The Gurkhas fought very well two nights ago, they said here. They used up all their ammunition and what Turkish rifles they could get and then they fought with kukris. At one place an unfortunate mistake happened. We mistook the Indians for Turks, and we bombarded each other.

We went back almost deafened by our own guns, B. reluctant to leave. I expected a heavy Turkish return bombardment every minute, which would have been unpleasant without any cover, but beyond the ticking of a machine-gun nothing happened. Found General Maude having tea. His casualties have been heavy—nineteen officers killed and wounded in the last ten days, simply trench work, no attacks. He said it was putting a very heavy strain on the new army.

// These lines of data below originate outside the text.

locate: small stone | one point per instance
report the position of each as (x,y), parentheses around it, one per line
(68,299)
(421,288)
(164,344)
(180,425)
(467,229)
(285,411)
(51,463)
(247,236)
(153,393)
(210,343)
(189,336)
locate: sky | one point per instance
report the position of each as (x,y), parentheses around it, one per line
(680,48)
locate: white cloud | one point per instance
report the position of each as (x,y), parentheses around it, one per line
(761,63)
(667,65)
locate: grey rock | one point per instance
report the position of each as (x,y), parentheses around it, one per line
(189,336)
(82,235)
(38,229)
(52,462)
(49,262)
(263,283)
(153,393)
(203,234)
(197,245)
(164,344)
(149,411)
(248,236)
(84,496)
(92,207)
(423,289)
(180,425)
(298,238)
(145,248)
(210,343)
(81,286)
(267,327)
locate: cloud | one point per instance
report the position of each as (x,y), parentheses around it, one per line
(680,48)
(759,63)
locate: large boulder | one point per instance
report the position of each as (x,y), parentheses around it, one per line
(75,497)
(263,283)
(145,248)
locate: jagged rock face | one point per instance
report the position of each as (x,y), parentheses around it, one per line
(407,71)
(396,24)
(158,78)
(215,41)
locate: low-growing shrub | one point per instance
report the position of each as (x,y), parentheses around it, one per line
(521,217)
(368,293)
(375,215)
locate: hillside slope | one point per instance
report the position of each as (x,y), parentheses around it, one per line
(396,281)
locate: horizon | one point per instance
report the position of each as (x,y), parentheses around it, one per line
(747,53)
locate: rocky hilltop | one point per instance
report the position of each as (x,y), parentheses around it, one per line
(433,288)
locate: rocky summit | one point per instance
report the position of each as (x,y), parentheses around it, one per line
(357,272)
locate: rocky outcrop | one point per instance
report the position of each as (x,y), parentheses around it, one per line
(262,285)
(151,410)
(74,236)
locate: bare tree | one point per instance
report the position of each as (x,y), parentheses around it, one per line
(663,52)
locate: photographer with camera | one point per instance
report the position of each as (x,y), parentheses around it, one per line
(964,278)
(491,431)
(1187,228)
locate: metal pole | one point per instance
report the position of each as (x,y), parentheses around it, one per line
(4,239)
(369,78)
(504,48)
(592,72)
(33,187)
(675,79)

The more I see of this foul country, the more convinced I am that we are a seafaring people, lured to disaster by this river. The River Tigris has been a disaster and a delusion to us. These lines are untenable without two railways, one across to Nasriyah and the other up to Bagdad. At the present moment, we can be cut off if the river falls or if they manage to put in guns anywhere down the river and sink a couple of our boats, or even one, in the narrows, and so block the channel. We have got no policy. We came here and we saw the Tigris and we said: “This is as good as the sea, and up we will go,” and now it will dry up and we shall get left.

Lawrence arrived at Wadi on Wednesday. Had some talk with him; I am very glad to see him. Got a letter from John Kennaway yesterday—he is down at Sheikh Saad—asking me to go there. I can get no news about Bobby Palmer. Am afraid there is no doubt; he must be killed; am very sad for his people.

Easter Sunday, April 23, 1916. H.M.S. “Greenfly.” A curious morning, with the whole of Pusht i Kuh standing blue and clear. The last two foreigners who visited that place were given the choice of embracing Islam or of being pushed over the precipice. They chose the precipice.